I performed a test to study the joint effects of hardness and alkalinity (independent variables, IV) on reproduction (number of offspring, dependent variable, DV) of water fleas, but I’m not sure what statistical test is appropriate to analyze data.
First, I’m not sure whether both IV are independent. They are often correlated in natural waters, thus I kept them autocorrelated in my experiments (they are positively related). However, I manipulated them independently (by adding different salts to water). I may say “they are independent but autocorrelated”?! So are they really independent?
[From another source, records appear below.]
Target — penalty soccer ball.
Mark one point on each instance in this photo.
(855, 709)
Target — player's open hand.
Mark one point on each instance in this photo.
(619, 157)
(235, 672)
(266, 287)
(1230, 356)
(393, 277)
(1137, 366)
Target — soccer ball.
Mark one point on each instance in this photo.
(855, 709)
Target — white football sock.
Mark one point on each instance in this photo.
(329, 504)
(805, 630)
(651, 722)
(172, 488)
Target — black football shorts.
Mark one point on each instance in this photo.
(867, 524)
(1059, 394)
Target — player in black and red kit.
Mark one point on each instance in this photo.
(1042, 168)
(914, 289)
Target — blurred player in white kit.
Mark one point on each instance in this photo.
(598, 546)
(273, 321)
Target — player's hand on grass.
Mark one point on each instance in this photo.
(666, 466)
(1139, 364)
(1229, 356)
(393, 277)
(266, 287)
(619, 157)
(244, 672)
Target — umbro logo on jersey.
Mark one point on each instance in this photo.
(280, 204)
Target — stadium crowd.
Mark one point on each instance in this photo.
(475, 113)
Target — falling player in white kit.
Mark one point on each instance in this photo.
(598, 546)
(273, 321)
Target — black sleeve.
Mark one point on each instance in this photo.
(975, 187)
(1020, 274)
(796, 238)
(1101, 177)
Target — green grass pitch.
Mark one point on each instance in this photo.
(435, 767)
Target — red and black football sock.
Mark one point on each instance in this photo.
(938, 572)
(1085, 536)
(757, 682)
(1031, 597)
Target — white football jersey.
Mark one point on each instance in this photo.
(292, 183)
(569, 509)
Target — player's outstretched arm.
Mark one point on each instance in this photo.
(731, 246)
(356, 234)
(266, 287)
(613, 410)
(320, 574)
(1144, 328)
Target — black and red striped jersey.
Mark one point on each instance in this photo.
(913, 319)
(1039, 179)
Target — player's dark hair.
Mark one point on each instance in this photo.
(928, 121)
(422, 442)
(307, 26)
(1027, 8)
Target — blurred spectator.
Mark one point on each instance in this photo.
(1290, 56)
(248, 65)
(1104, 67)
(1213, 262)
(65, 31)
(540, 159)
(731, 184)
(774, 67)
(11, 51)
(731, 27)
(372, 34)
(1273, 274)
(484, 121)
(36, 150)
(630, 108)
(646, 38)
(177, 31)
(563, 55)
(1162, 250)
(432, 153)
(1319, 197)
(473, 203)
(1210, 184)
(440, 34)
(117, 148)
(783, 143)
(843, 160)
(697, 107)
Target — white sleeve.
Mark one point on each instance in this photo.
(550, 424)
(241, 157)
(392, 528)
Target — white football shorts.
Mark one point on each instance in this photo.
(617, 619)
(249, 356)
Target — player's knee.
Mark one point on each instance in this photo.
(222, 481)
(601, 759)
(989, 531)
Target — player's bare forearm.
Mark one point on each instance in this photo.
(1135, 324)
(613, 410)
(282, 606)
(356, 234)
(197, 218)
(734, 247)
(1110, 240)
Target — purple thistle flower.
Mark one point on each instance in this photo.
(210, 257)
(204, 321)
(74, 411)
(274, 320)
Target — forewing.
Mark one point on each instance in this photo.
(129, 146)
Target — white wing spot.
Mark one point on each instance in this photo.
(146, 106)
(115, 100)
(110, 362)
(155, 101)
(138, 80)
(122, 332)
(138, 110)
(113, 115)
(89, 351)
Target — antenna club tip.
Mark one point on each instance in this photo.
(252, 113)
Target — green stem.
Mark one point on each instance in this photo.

Second question: how to analyze data? The design is not factorial: I tested 4 levels of hardness, 4 levels of alkalinity (this would give 16 waters, but I tested only 10 waters). Graphically, data suggest an interaction between hardness and alkalinity on reproduction of the organisms, but I cannot test it. Supposing the assumptions for ANOVA are met, can I use ANOVA? I first thought of performing ANOVA following the GLM procedure and using simultaneously hardness level and alkalinity level as fixed factors (although they vary to a little extent, as a consequence of the measurement technique). But I was told to perform ANOVA (GLM) for hardness level and, separately, for alkalinity level, but I don’t understand why. Anyway, how should I analyze data?
Best Answer
No, don't do them separately, that was incorrect advice (although it might be part of an overall strategy that includes other things). Their positive correlation when doing them separately would mean that the effect you see of hardness will also include effects of alkalinity, and vice versa. You should probably be using a regression to look at this. Alkalinity and hardness are continuous variables, not categorical, and you can put both in your regression and then you can then see the unique contribution of each in their beta coefficients. You can then do an additional regression to see the interaction by adding an interaction term (the main effects won't mean anything useful to you in the interaction model).